E poi c’è la lingua, come dicevamo. La San Guedoro ci regala una esempio di grande maestria formale, mostrando una perizia straordinaria nella modulazione di un tono lirico, fortemente esibito nella pagina, che si avvale di una parola dalla grande capacità evocativa, dalla grande potenza visiva, tanto da tradursi in immagini di una bellezza immediata, nitida e misurata (“Nevicava nelle maniere più libere e fantasiose. Con il cielo azzurro, per esempio, si vedevano minuscoli fiocchi bianchi planare lenti come soffioni… Di giorno cieli pastello, al tramonto di trasparente porcellana, di notte sottili falci di luna coricate sui tetti, stelle splendenti, silenzio.“), e in una sintassi ricca di rimandi, di riprese ritmiche di sintagmi tra un capoverso e l’altro (“Una città calda, dove tutto era carnale. Dove di notte il lastrico delle vie (…) Dove, nel nero della notte estiva, il vento (…) E nei bassi, sul lato del cortile, (…) E i profumi violenti invadevano come spire (…) E le voci e le canzoni s’intrecciavano,(…) Erano due città troppo antiche. Erano in verità due città scomparse…“), così che non si sbaglierebbe a leggere ogni singolo capitolo come una breve partitura dell’anima (“Erano percorsi, dalla prima all’ultima parola, da una vibrante musica interna. Balzavano fuori dallo sfondo convenzionale per l’originalità di temi, delle angolazioni e dello stile. Brillavano per la cristallina nettezza linguistica. Nascevano sempre da una personale, amorosa ed emozionante esperienza culturale.“). È una lingua colta e lontana dall’ordinario, che rifugge dal prosaico, con la quale sembra che l’atto letterario riesca a nobilitare il quotidiano, a riformularlo in una dimensione più alta nella quale tutto si trasfigura, in cui i ricordi e le vicende vissute si consegnano definitivamente alla perfetta dimensione dell’idillio, creando altresì una tensione enorme tra il ribollire magmatico dell’animo che si dibatte e una forma espressiva sobria ed apollinea.
Non meno plausibile apparirebbe l’idea, nell’ambito di una lettura intertestuale che mettesse in rilievo, seppure come ipotesi, le relazioni tra questo romanzo e i due maggiori che l’hanno seguito, di vedere nell’unione non compiuta, non elaborata di cui ci parla Agonia, come l’abbrivio per un percorso di riflessione sull’amore che troverà invece compimento altrove, laddove verrà accettato e vissuto con tutte le conseguenze immaginabili.
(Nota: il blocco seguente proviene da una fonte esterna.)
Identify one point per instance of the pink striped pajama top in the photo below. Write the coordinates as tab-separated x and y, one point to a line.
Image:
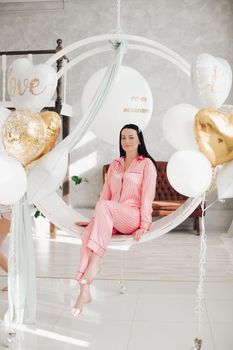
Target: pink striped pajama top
134	187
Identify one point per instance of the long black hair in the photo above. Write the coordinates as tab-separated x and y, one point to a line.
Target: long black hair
142	151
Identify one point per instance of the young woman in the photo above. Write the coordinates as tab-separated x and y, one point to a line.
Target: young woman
124	206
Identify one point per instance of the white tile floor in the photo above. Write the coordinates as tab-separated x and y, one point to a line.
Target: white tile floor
155	313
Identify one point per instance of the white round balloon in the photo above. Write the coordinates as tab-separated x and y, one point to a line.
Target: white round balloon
129	101
13	180
178	126
225	181
212	79
228	109
189	173
47	174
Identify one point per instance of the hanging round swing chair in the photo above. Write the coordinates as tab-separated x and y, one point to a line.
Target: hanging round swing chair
53	207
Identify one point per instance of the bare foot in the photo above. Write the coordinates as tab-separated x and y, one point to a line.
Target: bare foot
83	298
82	223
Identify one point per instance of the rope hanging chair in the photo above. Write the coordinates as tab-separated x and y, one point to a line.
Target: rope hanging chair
53	207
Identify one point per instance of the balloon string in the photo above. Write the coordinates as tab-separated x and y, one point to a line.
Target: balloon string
118	6
202	261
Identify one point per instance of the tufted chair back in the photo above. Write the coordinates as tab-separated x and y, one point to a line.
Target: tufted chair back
164	190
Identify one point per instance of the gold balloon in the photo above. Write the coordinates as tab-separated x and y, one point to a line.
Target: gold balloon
52	122
24	135
214	135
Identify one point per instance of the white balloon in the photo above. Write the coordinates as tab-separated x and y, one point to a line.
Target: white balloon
47	175
178	126
30	87
189	173
129	101
228	109
212	79
13	180
4	113
225	181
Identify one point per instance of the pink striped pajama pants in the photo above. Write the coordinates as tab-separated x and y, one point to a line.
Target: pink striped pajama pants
109	217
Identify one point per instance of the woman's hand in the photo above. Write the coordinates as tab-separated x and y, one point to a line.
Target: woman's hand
139	233
82	223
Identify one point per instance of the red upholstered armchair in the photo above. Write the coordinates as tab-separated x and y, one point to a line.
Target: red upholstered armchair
166	198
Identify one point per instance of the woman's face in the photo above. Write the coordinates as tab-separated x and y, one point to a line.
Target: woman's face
129	140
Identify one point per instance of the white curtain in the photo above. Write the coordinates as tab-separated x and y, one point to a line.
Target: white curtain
21	276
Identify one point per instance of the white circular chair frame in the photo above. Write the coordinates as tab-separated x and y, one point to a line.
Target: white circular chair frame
55	209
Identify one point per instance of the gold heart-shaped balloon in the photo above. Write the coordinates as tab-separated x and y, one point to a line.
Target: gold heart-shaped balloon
214	135
52	122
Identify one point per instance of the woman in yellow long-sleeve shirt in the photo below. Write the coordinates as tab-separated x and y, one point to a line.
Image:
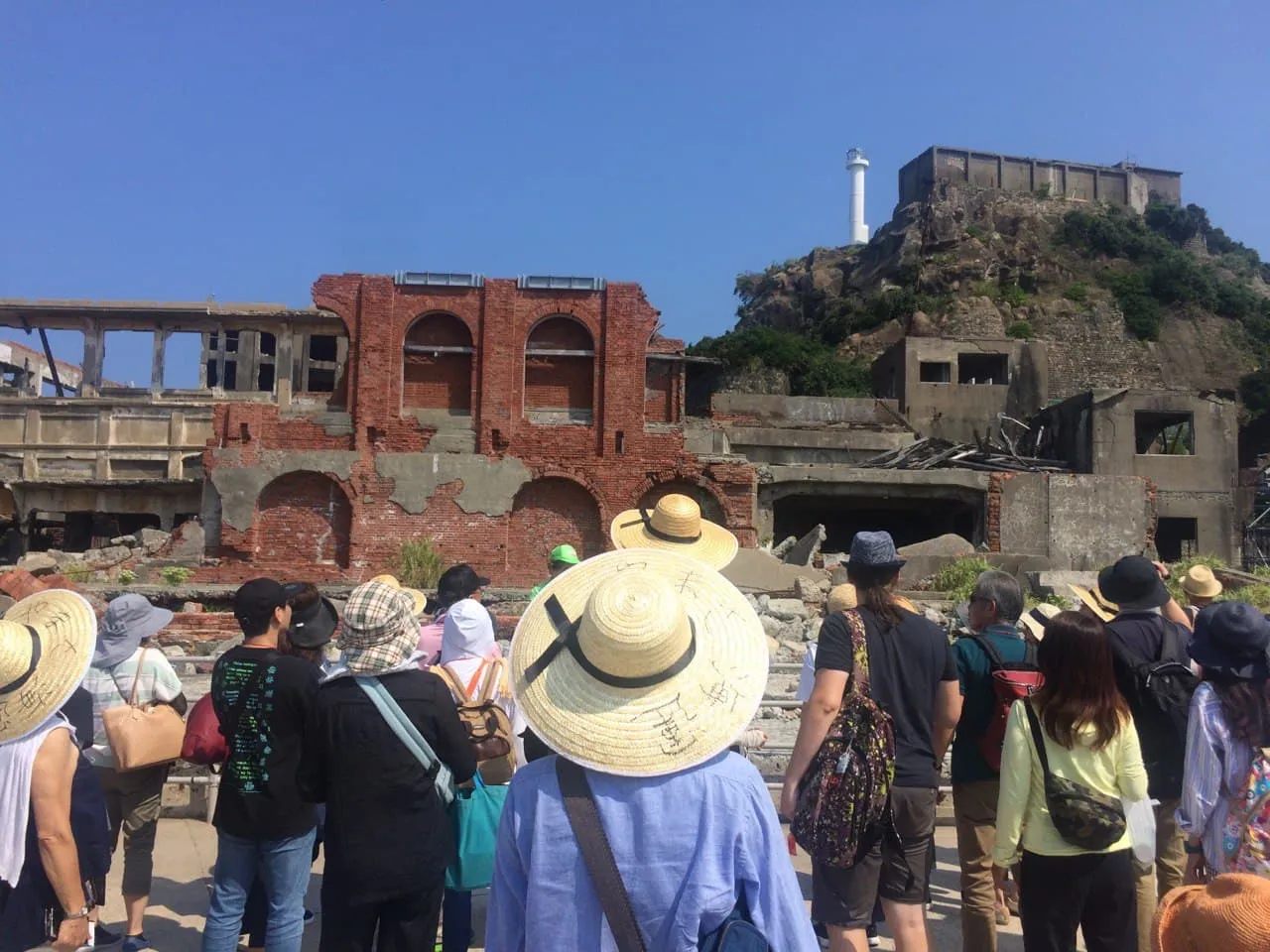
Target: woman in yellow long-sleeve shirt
1088	739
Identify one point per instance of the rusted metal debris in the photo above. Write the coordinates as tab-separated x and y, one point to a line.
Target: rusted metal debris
989	454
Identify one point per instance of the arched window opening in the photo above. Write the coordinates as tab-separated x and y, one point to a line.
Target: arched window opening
561	372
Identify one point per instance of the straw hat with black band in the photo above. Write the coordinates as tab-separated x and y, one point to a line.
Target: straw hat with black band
639	662
46	648
675	525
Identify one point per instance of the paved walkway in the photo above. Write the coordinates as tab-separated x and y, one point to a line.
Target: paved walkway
186	852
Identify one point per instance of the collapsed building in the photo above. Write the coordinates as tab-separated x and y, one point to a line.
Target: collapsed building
503	416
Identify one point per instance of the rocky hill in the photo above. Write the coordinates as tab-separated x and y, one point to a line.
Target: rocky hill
1162	299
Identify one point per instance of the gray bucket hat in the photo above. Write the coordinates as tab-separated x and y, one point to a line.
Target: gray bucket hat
128	621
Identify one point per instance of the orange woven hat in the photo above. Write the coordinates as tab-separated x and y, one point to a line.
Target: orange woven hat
1229	914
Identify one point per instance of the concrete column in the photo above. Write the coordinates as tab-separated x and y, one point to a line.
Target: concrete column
31	439
157	361
284	366
94	358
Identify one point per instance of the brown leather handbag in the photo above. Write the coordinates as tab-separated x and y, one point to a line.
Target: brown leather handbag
146	735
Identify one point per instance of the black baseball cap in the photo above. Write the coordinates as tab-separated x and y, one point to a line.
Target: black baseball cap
457	583
255	602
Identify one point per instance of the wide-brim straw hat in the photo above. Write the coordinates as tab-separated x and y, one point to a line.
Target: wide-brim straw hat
639	662
46	648
1034	619
417	597
676	526
1201	583
1096	602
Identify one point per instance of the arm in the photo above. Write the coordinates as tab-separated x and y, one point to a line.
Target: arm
948	712
1015	785
53	774
818	715
504	921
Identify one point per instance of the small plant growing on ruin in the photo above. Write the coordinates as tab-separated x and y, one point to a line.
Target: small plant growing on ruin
176	575
418	563
1078	293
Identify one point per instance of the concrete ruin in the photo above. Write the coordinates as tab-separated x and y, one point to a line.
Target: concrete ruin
500	417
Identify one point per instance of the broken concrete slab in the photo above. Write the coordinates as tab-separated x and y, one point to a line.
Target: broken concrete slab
754	570
803	551
489	485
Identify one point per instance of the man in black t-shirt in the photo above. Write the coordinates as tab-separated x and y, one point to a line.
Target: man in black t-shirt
913	678
262	701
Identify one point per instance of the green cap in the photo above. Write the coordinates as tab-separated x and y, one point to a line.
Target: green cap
568	555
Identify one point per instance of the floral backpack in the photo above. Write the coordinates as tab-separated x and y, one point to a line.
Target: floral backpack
842	798
1246	838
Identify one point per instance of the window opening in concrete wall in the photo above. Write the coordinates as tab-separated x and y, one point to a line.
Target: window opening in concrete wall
559	372
1176	537
983	368
930	372
128	358
1164	433
182	356
906	520
437	371
322	347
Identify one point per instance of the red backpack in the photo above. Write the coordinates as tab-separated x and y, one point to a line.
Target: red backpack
1011	680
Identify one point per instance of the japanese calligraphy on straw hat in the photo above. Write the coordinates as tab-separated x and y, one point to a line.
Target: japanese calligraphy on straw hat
675	525
639	662
46	647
Se volessimo spingerci ancora oltre, in conclusione, si direbbe cioè che la protagonista di Agonia, non cedendo al nuovo amore, che resta solo sfiorato, voglia sottrarsi dal cadere nella hybris, ma finanche dall’incorrere nell’Ate (e nella nemesis) che si avvererà nel romanzo successivo, come in ogni grande dramma classico che si rispetti.